―――それは、六角が使うコートの整備をしていた時でした。



「泉さぁーん!」

「剣ちゃん、どうしたの?」

「えっと、この用具何処に、わっ!」



1回話してからはすっかり懐いてくれて、ちゃっかり剣ちゃんとまで呼ぶようになった彼、葵剣太郎君。そんな彼がこちらに来る途中、質問することに夢中だったのかテニスボールに躓いてしまったから、私は急いで彼に駆け寄った。



「わぁー、すっ、すみません!」



咄嗟の事だったから支える事が出来たのは頭だけだけど、とりあえず転ばなくて良かったと安心する。この体勢周りから見たら相当おかしいけどね。

でも、そうやって頭を掴んだことにより私はとても幸福な気分になったんです。



「剣ちゃん…凄い気持ちいー!」

「えっ!?」



そう、それは。



「…なぁ、あの氷帝のマネージャーどうしたんだ?」

「クスクス…面白いね」

「本当にね」



剣ちゃんの頭が、この坊主かげんがそれはもうありえないほど気持ち良いのだ。一家に一台、ん、一頭?どっちでもいいや、とにかく欲しいよこれ!近くで六角の頭がツンツンしてる人、帽子をかぶってる人、爽やかな感じの人がこっち見て何かを話してるけど、そんなのお構いなしだ。景吾、氷帝マネージャーがこんなのでごめんなさい。でも!人間欲には逆らえないのです!



「…剣太郎顔真っ赤」

「照れてるのねー?」

「うーん、だって頭抱えられてるから胸当たってるだろうし」

「はっ!?」

「クスッ、バネさん顔赤いよ?」

「ムッツリなのねー!」

「ばっ、ちっ、ちげぇ!」



とまぁそんな感じで剣ちゃんの頭を堪能していると、ふいに六角の人達が遠くを見つめだした。だから私もそちらに目を向けると、何か誰かが物凄い勢いで走ってくる音が聞こえる。しかも、確実にそれは近付いて来て…って、え!?



***



「キエェエエェッ!!!!」



葵の頭を抱きかかえその手触りを堪能していた泉の元にやってきたのは、物凄い形相で叫び声を上げている皇帝真田であった。勢いは止まることを知らず容赦なく2人を引き剥がし、再び叫び出す。



「朝倉、たるんどる!ここに恋愛をしにきたのか!!」

「恋愛いぃ!?」



予想外の事を真田に言われた挙句、周りからも一斉に素っ頓狂な声を上げられ言葉を無くす。



「泉先輩…まさか…俺を差し置いてその人と…!」

「ほんとなのー!?泉ー!?」

「なんでそないハゲを選んだん?」



その中でも鳳、芥川、財前は特に暴走しており、財前を見守る白石はだめだこりゃ、と最早諦めに入っている。

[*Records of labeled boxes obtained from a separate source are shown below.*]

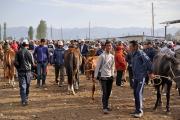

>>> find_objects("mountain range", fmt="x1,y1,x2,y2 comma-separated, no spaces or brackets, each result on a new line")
4,27,180,40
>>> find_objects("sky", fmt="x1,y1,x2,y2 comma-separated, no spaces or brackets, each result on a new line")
0,0,180,28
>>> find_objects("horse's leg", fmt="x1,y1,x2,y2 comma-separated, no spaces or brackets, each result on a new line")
8,67,12,84
166,80,172,112
153,85,161,110
92,78,96,100
75,71,79,90
71,84,76,95
11,67,15,87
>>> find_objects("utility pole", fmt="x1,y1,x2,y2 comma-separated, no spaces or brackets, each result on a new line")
51,25,53,40
151,3,154,37
0,24,1,40
3,23,6,40
61,26,63,40
89,21,91,40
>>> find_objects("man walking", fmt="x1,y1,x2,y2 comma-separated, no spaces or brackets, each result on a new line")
15,40,34,106
94,41,115,114
129,41,152,118
33,39,49,88
53,41,65,87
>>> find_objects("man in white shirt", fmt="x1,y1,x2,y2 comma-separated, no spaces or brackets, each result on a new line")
94,41,115,114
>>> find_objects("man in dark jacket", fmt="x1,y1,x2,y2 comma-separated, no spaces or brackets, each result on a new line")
129,41,153,118
33,39,49,88
15,40,34,106
143,41,157,85
53,41,65,87
79,39,89,74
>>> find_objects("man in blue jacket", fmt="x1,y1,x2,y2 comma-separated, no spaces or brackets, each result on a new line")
14,39,34,106
129,41,152,118
33,39,49,88
143,41,157,85
53,41,65,87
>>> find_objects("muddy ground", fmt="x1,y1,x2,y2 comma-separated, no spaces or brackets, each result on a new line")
0,67,180,120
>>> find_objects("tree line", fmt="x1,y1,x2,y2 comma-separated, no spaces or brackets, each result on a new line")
0,20,47,40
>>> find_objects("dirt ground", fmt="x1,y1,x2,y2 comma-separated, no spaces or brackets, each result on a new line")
0,67,180,120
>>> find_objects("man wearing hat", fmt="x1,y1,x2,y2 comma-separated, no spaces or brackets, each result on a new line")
33,39,49,88
15,40,34,106
53,41,65,87
79,39,89,74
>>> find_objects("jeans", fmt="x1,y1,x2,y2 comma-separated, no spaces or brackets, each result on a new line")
55,65,64,84
37,62,47,85
133,77,145,113
116,70,123,86
18,72,31,103
128,66,134,88
100,78,113,109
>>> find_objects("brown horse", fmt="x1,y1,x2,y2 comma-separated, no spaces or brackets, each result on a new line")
0,44,4,65
3,48,15,87
64,48,82,95
85,56,99,100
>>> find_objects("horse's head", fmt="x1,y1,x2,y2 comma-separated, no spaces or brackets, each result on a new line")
166,54,180,88
85,57,94,78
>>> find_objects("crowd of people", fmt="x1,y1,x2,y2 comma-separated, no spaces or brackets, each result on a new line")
3,39,180,118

「大体コートという神聖な場で抱き合うなどたるん「ストーーーップ!」…む?」



我に返ったのか、突然の真田の喝を遮るように泉はそう叫び、そして盛大に溜息を吐いた。ようやく思考回路が戻り、今の状況を把握したのだろう。



「勘違いさせてごめんなさい。でも、恋とかそういうのじゃないから、とりあえず鳳君は暴走しないで」

「先輩ぃー…」

「剣ちゃんも巻き込んでごめんね?」

「い、いえ!全然大丈夫ですよっ!」

「…む、そういうことか」



泉の弁解を聞くなり、必死に問い詰めていた者や遠巻きから気になって見ていた者は安堵したのか、大きく息を吐いた。何事かと心配に思ったのだろう。

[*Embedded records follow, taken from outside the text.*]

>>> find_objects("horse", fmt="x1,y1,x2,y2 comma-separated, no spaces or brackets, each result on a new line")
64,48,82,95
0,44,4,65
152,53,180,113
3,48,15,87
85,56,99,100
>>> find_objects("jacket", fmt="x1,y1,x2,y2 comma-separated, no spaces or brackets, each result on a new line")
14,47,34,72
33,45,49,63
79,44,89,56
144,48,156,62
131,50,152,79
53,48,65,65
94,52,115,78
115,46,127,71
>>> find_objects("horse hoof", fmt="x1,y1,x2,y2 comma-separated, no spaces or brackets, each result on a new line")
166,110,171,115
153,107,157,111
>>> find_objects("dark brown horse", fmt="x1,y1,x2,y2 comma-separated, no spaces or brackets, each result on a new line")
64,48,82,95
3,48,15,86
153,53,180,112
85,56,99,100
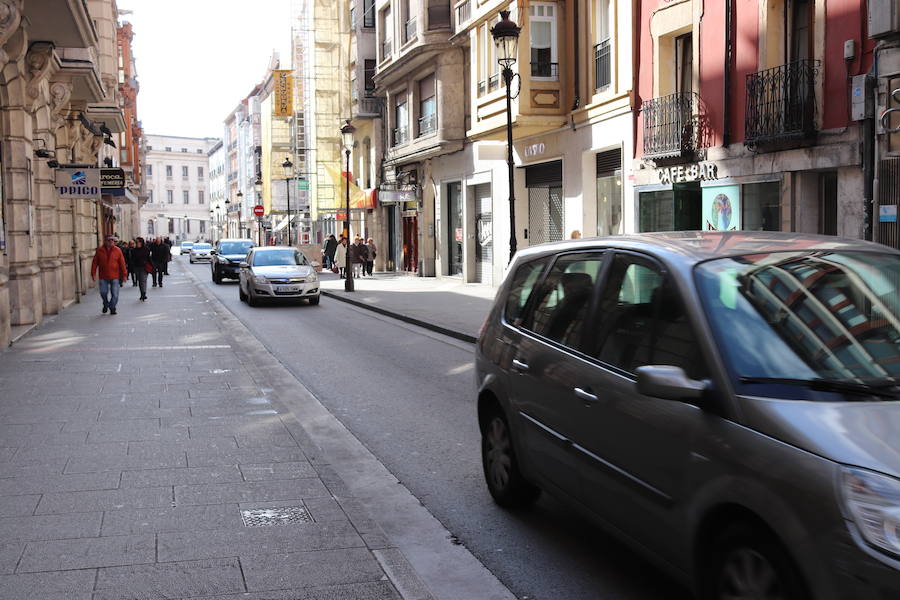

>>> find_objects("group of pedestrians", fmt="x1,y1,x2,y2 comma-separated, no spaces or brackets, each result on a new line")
322,234,378,279
91,235,172,315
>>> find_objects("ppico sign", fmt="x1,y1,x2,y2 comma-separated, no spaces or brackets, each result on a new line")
56,168,100,199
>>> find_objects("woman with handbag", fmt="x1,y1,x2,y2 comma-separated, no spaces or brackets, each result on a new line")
131,237,153,302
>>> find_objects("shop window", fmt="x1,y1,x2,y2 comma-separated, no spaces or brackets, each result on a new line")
741,181,781,231
528,4,559,79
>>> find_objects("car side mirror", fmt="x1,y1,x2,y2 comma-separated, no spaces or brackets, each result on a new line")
635,365,707,401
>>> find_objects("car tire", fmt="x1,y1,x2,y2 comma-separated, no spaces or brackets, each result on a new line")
481,407,541,508
699,521,810,600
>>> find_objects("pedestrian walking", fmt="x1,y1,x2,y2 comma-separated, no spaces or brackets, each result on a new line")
150,238,172,287
322,233,337,269
334,236,347,279
131,237,154,302
91,235,128,315
365,238,378,277
349,236,369,277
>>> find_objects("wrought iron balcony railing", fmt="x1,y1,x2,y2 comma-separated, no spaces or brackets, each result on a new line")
594,40,612,90
531,60,559,79
419,113,437,136
391,127,409,146
744,59,820,149
641,92,700,158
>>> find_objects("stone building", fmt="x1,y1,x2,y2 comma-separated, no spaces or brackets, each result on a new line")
0,0,134,346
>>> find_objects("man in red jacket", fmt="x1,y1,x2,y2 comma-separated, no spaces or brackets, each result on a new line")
91,235,128,315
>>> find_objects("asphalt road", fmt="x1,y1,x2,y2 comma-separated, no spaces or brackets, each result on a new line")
186,257,690,600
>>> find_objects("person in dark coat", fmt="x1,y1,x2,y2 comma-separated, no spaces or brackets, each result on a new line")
131,237,154,301
322,233,337,269
150,238,172,287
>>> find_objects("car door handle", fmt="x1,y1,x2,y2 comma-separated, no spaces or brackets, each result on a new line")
575,388,599,402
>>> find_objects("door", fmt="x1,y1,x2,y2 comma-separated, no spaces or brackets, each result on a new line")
509,252,604,498
475,183,494,283
447,181,465,275
569,252,707,564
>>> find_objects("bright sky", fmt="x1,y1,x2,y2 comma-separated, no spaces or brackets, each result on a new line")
117,0,291,137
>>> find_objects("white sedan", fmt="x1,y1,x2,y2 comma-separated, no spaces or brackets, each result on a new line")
238,246,320,306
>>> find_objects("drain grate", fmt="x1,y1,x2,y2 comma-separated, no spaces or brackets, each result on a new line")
241,506,313,527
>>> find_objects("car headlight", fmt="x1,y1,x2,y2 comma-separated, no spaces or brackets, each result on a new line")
841,467,900,554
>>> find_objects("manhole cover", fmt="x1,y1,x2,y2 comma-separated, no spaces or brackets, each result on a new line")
241,506,312,527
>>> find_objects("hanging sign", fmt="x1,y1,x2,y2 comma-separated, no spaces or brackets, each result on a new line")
56,168,100,199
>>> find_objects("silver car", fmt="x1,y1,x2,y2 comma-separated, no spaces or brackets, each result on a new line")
476,232,900,600
238,246,320,306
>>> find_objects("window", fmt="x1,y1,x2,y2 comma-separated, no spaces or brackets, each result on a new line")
528,4,559,79
523,253,603,348
419,75,437,135
504,258,550,327
588,254,706,379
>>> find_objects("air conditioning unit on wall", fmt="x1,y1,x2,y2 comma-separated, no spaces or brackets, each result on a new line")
869,0,900,38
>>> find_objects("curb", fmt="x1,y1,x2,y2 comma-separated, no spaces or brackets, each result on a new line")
320,288,478,344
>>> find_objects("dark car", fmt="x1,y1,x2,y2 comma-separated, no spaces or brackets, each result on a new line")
476,232,900,600
210,238,256,283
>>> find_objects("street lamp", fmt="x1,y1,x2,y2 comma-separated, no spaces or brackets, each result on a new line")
253,176,263,246
491,10,522,262
281,156,294,246
341,119,356,292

「そういうことなら先に言ってくれればええやん…紛らわしいわ」

「ほんっまお前は…」



悪態を吐きながら四天宝寺サイドに戻っていく財前を見て、白石も呆れながら彼の後ろに続く。



「なんね、財前もしかして…」

「珍しいこともあるっちゅー話や」



これら一連の動作で最早自分の気持ちが千歳、謙也を始めとする先輩達にバレたことなど、財前本人は知る由も無い。